Thursday 15 March 2012

Urban sprawl in Dublin

Dublin's urban sprawl is being used within the European Union as 'Worst-case scenario' of urban planning. Bad planning lead to such areas as Ballymun in Dublin being demolished and rebuilt. This was bad planning of the surrounding area at the time which caused it to be isolated and cut off from Dublin and could have been easily avoided.
This has created a 'That won't work' attitude within Ireland.
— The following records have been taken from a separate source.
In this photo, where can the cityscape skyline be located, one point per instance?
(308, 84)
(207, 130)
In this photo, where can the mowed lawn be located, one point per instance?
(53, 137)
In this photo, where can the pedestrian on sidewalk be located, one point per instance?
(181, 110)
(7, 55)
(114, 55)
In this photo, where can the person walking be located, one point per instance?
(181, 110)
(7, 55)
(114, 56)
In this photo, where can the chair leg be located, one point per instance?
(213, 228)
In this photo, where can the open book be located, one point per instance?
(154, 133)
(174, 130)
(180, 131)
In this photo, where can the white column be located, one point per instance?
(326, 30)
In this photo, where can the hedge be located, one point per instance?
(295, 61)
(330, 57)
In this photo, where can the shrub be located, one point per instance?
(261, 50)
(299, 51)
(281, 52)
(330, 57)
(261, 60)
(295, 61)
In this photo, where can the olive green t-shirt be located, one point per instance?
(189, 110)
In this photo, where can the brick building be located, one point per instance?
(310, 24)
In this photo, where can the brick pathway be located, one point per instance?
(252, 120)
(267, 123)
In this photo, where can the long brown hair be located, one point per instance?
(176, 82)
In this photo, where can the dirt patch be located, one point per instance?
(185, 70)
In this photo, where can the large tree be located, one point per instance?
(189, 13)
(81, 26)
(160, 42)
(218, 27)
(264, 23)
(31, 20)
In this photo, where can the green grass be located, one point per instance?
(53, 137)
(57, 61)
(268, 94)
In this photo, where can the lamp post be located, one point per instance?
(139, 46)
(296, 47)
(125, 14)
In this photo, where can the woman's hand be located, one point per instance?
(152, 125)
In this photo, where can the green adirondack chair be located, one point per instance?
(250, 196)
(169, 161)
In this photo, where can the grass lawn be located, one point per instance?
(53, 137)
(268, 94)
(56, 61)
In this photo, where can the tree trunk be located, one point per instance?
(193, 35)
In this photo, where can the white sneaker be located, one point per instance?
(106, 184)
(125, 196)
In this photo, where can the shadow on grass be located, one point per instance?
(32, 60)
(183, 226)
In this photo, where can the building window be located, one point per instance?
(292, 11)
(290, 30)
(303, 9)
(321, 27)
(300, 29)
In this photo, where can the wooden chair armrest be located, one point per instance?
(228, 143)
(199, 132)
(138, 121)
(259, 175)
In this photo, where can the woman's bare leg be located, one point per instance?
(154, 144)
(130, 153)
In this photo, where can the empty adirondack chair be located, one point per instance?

If designed properly Ballymun could have lead the way for us Irish to plan for the future of Dublin and not cause us to be used as a 'Worst-case scenario' instead we went on to build areas like Tallaght, Blanchardstown, Lucan and Clondalkin these areas of West Dublin are masses of housing estates spreading out into the countryside.
When first built most had little or no transport links to Dublin's City centre causing our urban sprawl to spiral out of control with the building of large retail parks and shopping centres and also causing cases like Tallaght once a small village in the Dublin countryside with a population of about 2,000 in the early 1970s, to now have a population of nearly 103,000 larger than that of Galway and Limerick Cities. Causing it to be the largest area of Population after the Dublin and Cork Cities. There is even now calls for Tallaght to be given City status now that really puts our urban sprawl problem into perspective.
Tallaght Town Centre is beginning to look less like a suburb and more like a city.



1 comment:

  1. The figures of the population growth in Tallaght are an eye opener, the whole east coast of Ireland is slowly becoming 'Dublin'. I referred to it in my blog as a concrete tsunami, to put it lightly. Its a shame ballymun ended up as it did, mainly due to terrible spacial planning and broken promises, timing with the recession in the 80's and the influx of heroin, and with high unemployment and lack of infrastructure in ballymun it was inevitable it would fail.